Trump signed an executive order in April directing Zinke to examine any national monument created since Jan. 1, 1996, and spanning at least 100,000 acres. The secretary ultimately included 27 of them, including Katahdin, which is roughly 87,500 acres.
Before submitting Zinke’s report to the White House in August, Interior had already announced that six of the monuments under scrutiny would remain unchanged. Zinke’s memorandum is silent on the fate of the remaining 11 monuments, including Papahanaumokuakea, which Bush created but Obama expanded to more than 582,578 square miles of land and sea in the northwestern Hawaiian Islands.
Conservative Republicans, including House Natural Resources Committee Chairman Rep. Rob Bishop of Utah, have long been critical of how presidents have used the Antiquities Act. Speaking to reporters last month, Bishop said that the law was not intended “to appoint the president as a dictator” and that federal officials needed to be more respectful of what state lawmakers and local residents thought of protecting areas near their communities.
Ethan Lane, who directs the Public Lands Council at the National Cattlemen’s Beef Association, said in an interview that what administration officials are doing is “going back in to look at these designations and ensuring that groups that are significantly impacted are heard. . . . They’re going back and fixing what is wrong with a pretty hurried and nontransparent process.”

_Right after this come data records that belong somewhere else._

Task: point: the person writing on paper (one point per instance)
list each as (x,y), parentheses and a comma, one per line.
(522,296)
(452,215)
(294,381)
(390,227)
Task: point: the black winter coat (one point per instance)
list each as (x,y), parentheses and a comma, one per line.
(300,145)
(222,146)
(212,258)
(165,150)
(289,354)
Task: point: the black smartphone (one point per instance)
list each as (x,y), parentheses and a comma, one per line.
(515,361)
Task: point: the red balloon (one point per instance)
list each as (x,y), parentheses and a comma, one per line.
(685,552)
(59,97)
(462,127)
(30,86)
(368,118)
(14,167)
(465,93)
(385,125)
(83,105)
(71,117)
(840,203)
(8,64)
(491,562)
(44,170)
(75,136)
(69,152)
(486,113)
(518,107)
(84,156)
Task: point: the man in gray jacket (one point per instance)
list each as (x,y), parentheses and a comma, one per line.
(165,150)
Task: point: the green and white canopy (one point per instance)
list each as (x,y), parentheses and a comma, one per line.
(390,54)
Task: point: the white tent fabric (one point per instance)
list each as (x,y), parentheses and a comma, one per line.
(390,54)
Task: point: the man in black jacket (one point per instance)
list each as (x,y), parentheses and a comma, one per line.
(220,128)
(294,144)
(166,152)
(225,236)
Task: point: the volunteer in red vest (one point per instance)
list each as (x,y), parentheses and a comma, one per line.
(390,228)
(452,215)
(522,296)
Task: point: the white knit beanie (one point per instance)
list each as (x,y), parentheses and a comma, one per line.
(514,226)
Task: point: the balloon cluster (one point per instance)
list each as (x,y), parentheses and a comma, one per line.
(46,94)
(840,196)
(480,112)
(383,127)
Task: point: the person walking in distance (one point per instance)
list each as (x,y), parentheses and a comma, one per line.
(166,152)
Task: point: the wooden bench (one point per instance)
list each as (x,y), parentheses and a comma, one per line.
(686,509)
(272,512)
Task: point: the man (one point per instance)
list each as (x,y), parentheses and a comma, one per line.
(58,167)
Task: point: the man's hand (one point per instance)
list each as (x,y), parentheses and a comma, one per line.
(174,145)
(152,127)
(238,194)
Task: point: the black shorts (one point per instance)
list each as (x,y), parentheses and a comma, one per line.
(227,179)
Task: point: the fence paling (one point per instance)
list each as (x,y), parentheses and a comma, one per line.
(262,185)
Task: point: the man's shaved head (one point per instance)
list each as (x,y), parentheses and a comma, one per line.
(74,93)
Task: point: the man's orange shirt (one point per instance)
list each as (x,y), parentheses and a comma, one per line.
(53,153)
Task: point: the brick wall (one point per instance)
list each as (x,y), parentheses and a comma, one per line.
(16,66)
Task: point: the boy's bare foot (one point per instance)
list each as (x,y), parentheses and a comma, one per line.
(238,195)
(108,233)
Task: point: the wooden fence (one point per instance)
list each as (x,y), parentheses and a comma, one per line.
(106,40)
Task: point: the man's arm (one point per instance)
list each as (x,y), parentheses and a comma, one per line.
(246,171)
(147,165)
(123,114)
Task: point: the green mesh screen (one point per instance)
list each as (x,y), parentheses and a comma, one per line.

Grand Staircase-Escalante, which Clinton designated in 1996, later led to a land exchange between Utah and the federal government that was ratified by Congress and incorporated a $14 million buyout of 17 leases held by Andalex Resources Inc. within the monument’s boundaries.
Zinke’s report notes that the site contains “an estimated several billion tons of coal and large oil deposits” and that the limits of motorized vehicle use there “has created conflict with Kane and Garfield Counties’ transportation network.”
In the case of the Pacific Remote Islands, the memo notes that before Bush protected it in 2009 “there were Hawaiian and American Samoan longliners and purse seiners vessels operating.”
National Geographic explorer in residence Enric Sala, who has conducted scientific surveys in the Pacific Remote Islands Marine National Monument, said in an email that any effort to restart commercial fishing within its boundaries “would not only harm the ecosystem the monument is supposed to protect, but also its ability to help replenish tuna fisheries around it.”
While concerns about ranching are raised more frequently than any other objection in the report, Zinke also writes that “border security is a concern resulting from the designation” of Organ Mountains-Desert Peaks near New Mexico’s border with Mexico. Both the Homeland Security Department and the Pentagon should assess risks associated with the monument, he suggests, given the proximity of nearby military installations.
U.S. Customs and Border Protection issued a letter in January 2014, before the site was designated, saying it would not impede security and would “significantly enhance the flexibility” of agents patrolling a five-mile strip along the border that was then an official wilderness study area.
Changing the way these monuments are managed, as well as their size, is likely to spur a range of legal challenges. Both Trump’s executive order and the report highlight the importance of protecting sites though “the smallest area compatible with the proper care and management of the objects to be protected.”
“Throughout the review, the Secretary has seen examples of objects not clearly defined in the proclamation,” the report reads. “Examples of such objects are geographic areas, ‘viewsheds,’ and ‘ecosystems.’”
And in Katahdin, which is managed by the National Park Service, the secretary proposes amending its proclamation “to promote a healthy forest through active timber management.”
Lucas St. Clair, whose family’s foundation donated the land to the federal government last year to create the monument, said he did not understand why the administration would be seeking changes since the Park Service already has the right to cut trees to maintain the property and protect visitors.
“We need to look through the lens of protecting the conservation and recreational values of the monument. I’m not sure if timber management does that,” he said.